有罪立証の放棄を申し入れるため、静岡地検に向かう支援者と弁護人=14日午前、静岡市葵区
有罪立証の放棄を申し入れるため、静岡地検に向かう支援者と弁護人=14日午前、静岡市葵区

 事件から約1年2カ月後に現場近くのみそタンクで見つかったシャツなど「5点の衣類」について、確定判決は袴田さんの犯行着衣と認定した。しかし、第2次再審請求審で最高裁の判事2人は「5点の衣類が長期間みそ漬けされたことは当然視されたが、かかる推定の明確な根拠は示されなかった」と評価している。
 弁護団は申し入れ書で、検察官に求められているのは5点の衣類について袴田さんの犯行着衣と証明することだと指摘。その上で地検の主張を見る限り、その立証は「できる見込みがないことは明らか」とした。

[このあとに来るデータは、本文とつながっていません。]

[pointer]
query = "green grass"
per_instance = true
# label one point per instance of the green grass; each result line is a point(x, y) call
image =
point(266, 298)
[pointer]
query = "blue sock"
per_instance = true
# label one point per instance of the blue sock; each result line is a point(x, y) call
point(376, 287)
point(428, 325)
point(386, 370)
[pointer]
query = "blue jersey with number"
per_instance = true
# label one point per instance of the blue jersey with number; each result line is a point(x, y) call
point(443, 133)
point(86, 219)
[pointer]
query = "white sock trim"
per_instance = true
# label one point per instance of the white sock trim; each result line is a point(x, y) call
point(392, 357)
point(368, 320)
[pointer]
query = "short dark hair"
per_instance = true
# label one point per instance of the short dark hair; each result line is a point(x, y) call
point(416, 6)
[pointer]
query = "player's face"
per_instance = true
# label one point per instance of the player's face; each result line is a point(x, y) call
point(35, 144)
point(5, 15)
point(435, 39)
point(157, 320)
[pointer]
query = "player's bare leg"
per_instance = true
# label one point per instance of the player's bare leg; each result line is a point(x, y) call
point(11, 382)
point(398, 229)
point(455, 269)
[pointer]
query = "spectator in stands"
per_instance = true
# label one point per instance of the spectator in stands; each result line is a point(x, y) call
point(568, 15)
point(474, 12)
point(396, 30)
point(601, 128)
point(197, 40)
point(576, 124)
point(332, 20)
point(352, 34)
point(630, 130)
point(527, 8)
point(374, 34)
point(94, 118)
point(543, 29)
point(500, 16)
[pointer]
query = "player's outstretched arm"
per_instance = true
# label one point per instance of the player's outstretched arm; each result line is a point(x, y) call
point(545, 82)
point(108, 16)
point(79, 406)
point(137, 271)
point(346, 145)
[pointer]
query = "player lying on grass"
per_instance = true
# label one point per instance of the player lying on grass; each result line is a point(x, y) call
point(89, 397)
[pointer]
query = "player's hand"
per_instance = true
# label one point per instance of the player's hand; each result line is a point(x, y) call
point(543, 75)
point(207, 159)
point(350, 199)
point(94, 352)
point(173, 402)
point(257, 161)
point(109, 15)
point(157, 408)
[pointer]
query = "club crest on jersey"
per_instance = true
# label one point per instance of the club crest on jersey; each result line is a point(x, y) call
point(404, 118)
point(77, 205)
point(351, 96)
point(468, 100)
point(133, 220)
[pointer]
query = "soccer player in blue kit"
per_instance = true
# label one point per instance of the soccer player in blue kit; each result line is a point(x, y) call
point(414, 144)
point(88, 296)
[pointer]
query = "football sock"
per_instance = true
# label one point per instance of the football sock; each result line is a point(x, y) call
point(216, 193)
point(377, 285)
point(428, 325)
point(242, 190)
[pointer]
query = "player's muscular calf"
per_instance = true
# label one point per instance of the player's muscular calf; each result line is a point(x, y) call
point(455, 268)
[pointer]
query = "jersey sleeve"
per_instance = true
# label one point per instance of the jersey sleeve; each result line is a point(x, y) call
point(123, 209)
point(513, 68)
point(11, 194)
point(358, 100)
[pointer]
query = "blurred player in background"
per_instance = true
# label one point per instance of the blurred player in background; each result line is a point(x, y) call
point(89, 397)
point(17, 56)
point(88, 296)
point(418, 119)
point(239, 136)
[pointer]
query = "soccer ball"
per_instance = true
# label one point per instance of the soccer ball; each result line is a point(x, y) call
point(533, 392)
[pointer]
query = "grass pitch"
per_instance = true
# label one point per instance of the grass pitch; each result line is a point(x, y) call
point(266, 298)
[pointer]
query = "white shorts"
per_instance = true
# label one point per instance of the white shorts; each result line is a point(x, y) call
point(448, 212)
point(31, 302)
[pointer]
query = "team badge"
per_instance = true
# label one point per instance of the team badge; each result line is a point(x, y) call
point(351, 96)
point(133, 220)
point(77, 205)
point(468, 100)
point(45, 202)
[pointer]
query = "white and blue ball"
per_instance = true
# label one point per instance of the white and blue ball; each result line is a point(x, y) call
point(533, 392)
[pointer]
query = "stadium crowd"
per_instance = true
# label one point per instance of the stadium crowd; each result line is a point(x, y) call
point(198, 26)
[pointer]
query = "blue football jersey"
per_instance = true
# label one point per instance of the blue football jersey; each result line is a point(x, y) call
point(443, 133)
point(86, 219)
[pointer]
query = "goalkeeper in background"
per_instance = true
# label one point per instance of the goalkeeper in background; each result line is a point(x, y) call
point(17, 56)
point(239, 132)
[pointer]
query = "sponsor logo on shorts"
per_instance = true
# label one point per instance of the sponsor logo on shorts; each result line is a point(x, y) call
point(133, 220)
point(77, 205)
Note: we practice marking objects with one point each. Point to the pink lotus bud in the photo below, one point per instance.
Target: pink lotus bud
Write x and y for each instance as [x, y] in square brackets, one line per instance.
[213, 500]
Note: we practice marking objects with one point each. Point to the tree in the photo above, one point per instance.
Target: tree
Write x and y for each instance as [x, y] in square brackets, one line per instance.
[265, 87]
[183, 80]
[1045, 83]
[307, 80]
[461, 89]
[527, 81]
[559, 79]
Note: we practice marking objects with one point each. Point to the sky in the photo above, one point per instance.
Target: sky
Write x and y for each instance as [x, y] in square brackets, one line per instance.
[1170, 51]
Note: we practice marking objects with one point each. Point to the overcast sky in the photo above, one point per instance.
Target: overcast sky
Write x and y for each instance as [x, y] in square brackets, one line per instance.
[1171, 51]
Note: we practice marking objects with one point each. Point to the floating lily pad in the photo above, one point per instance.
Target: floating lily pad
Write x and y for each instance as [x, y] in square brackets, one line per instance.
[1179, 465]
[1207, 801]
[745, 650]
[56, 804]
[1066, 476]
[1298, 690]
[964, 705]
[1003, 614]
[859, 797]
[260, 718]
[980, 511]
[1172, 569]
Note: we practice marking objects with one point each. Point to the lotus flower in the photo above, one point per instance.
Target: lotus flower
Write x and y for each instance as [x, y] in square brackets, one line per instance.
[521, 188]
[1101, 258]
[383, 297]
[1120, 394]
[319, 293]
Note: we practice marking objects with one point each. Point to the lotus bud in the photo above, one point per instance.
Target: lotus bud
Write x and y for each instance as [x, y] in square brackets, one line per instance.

 支援団体は、有罪立証を続けて裁判を長引かせることは「検察の信頼を自らかなぐり捨てる蛮行だ」と批判。静岡地裁に対しては、再審公判を多くの市民が傍聴できるよう特別傍聴室を設けてほしいと要望した。
 袴田巌さんを救援する清水・静岡市民の会の山崎俊樹事務局長は取材に、5点の衣類を捏造(ねつぞう)した可能性が極めて高いと指摘された当時の捜査こそ「検証すべき」と話した。